Postato da Legione il 12 Marzo 2011

Si chiamava Susie Salmon, come il pesce, ed era una ragazzina liceale come tante. Aveva passioni e sogni, da grande voleva fare la fotografa naturalista. Susie è stata strappata dalla vita, è morta in un campo di granturco, per mano di un uomo che le ha riservato un trattamento di orrore indicibile.
Leggere Amabili resti di Alice Sebold oggi, quando la nostra cronaca racconta fatti similmente crudeli con protagoniste incolpevoli ragazzine altrettanto semplici e speciali, è una prova difficile da portare a termine.

La narratrice è la stessa Susie, che ci racconta quello che succede sulla terra ai suoi cari e ai suoi amici dopo la sua morte. Susie integra questa storia con quello che vede e succede nel suo Cielo, lì dove si trova, dando uno scorcio di quello che è la sua nuova realtà che ancora non comprende appieno.
Il romanzo si può dividere in due parti ideali, non nettamente scisse: la prima è caratterizzata dalla scomparsa di Susie e dagli effetti nel breve periodo su tutti coloro che l’hanno amata; nella seconda parte invece prendono consistenza le vite di ciascuno, che si allontanano e vanno a fondo nell’evento traumatico, che si allontanano tra loro e modificano i legami, per cambiare e interiorizzare il lutto.
E’ questa la caratteristica principale di questo bel romanzo: tutti i personaggi crescono e cambiano la loro vita, partendo dal dolore e costruendovi attorno qualcosa di unico e puro, il futuro e la speranza.

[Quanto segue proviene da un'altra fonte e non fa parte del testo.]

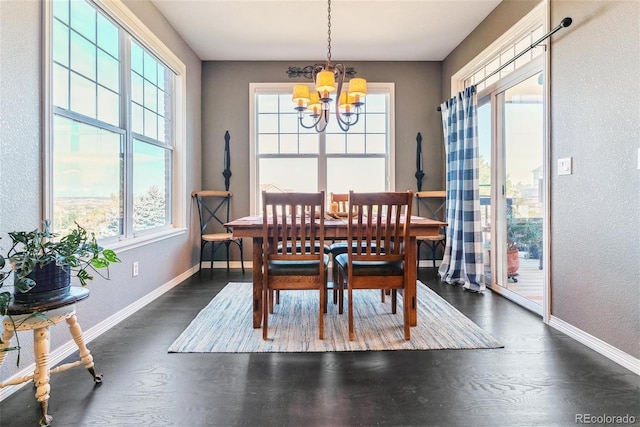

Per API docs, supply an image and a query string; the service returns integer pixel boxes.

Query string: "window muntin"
[251,84,393,212]
[49,0,177,239]
[463,25,544,91]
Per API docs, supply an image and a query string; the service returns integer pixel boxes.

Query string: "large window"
[251,83,394,212]
[47,0,183,239]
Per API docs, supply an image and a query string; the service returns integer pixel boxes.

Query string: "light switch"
[558,157,572,175]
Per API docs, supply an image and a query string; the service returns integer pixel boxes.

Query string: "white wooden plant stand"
[0,286,102,426]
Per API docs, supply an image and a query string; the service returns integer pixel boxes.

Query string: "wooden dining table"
[225,215,447,328]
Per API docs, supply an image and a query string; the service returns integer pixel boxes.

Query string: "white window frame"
[42,0,188,252]
[451,0,551,323]
[249,82,395,215]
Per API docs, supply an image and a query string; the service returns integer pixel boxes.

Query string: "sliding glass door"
[478,64,546,314]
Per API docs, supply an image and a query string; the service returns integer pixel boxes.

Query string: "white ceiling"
[151,0,502,62]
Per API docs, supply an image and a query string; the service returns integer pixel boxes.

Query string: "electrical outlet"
[558,157,572,175]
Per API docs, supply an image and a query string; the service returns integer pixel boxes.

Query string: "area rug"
[168,282,503,353]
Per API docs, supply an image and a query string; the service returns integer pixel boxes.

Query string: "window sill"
[105,228,187,253]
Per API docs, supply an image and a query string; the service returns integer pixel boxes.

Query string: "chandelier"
[292,0,367,132]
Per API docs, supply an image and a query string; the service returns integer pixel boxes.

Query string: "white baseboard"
[549,316,640,375]
[0,263,200,402]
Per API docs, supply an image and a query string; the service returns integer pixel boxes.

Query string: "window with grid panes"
[48,0,176,239]
[251,83,393,212]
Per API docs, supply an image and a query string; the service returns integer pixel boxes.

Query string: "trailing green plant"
[0,221,120,315]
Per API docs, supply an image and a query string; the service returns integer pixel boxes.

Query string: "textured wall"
[551,1,640,358]
[0,0,201,381]
[442,0,640,358]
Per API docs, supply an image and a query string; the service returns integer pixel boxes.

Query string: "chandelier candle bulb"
[349,77,367,102]
[292,85,310,109]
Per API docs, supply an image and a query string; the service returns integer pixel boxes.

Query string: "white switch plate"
[558,157,572,175]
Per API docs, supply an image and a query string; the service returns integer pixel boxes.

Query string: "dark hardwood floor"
[0,269,640,427]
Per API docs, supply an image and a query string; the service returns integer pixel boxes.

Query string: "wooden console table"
[0,286,102,426]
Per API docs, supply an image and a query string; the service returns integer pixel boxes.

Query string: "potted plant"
[507,209,521,282]
[0,221,120,315]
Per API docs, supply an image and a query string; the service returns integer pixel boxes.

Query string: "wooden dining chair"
[191,190,244,274]
[336,191,415,340]
[329,193,378,314]
[415,190,447,274]
[262,191,329,340]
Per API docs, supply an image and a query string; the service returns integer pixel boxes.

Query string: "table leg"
[67,314,102,384]
[407,236,418,326]
[33,326,53,426]
[252,237,264,329]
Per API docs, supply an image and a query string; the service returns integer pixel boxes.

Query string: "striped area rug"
[168,282,503,353]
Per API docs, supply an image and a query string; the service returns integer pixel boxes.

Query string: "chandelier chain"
[327,0,331,63]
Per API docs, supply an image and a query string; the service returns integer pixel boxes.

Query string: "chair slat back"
[262,191,324,264]
[191,190,233,234]
[347,191,413,261]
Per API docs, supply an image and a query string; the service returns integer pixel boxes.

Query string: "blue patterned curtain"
[438,86,485,292]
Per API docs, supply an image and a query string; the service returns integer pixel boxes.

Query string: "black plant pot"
[13,263,71,305]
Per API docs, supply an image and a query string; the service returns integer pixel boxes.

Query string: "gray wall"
[442,0,640,358]
[0,0,201,381]
[551,1,640,358]
[202,58,444,260]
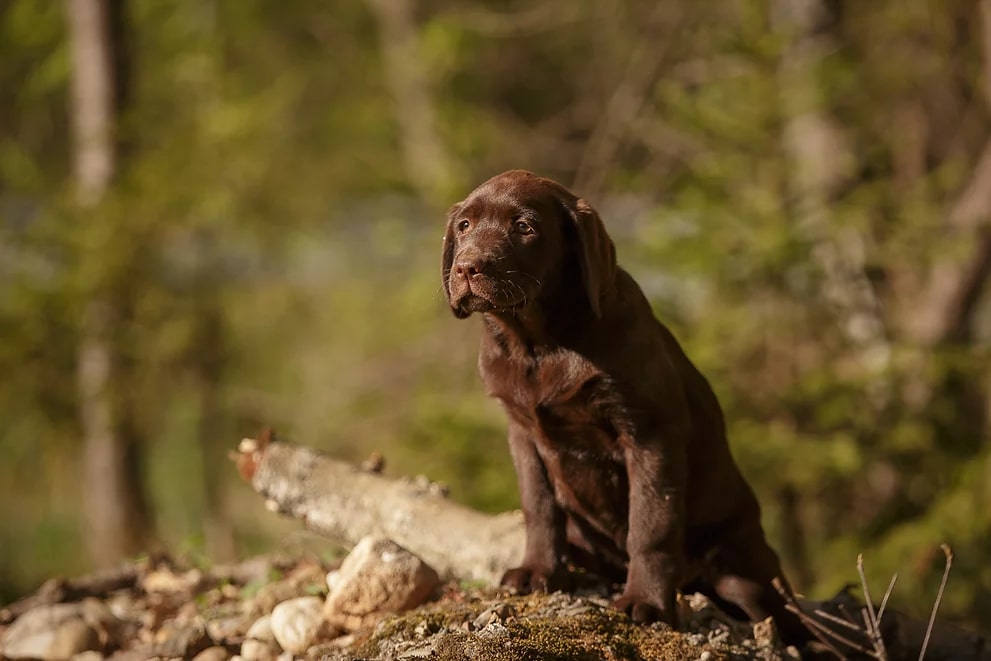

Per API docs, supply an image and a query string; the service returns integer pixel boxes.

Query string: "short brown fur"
[443,170,808,642]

Lo stile è piuttosto efficace grazie alla voce di Susie, che è caratterizzata da un tono sognante e un po’ infantile, che urta con efficacia con la sua possibilità di vedere e sapere tutto quello che fanno e pensano i suoi familiari, rendendo la narrazione piuttosto realistica.
I personaggi, che in un primo momento parevano essere esempi di perfezione un po’ forzata, risultano invece molto umani, fragili e fortemente messi alla prova dalla vita. I dialoghi sono sempre freschi, mai scontati, usati con un giusto equilibrio tra il mostrato ed il narrato.
Abbiamo trovato questo libro particolamente intenso anche dal punto di vista emotivo: alcune metafore, alcuni passaggi ispirati, sono in grado di far sfuggire anche qualche lacrima.
Abbiamo identificato solo uno scivolone, verso la fine del libro, che per quanto venga giustificato, fa rimanere la percezione di una nota stonata all’interno dell’opera, che per il resto invece scorre via senza intoppi.
A parte questo passaggio, possiamo dire di essere rimasti molto soddisfatti da questo romanzo, che ci hai coinvolti ed appassionati con semplicità ed emozione.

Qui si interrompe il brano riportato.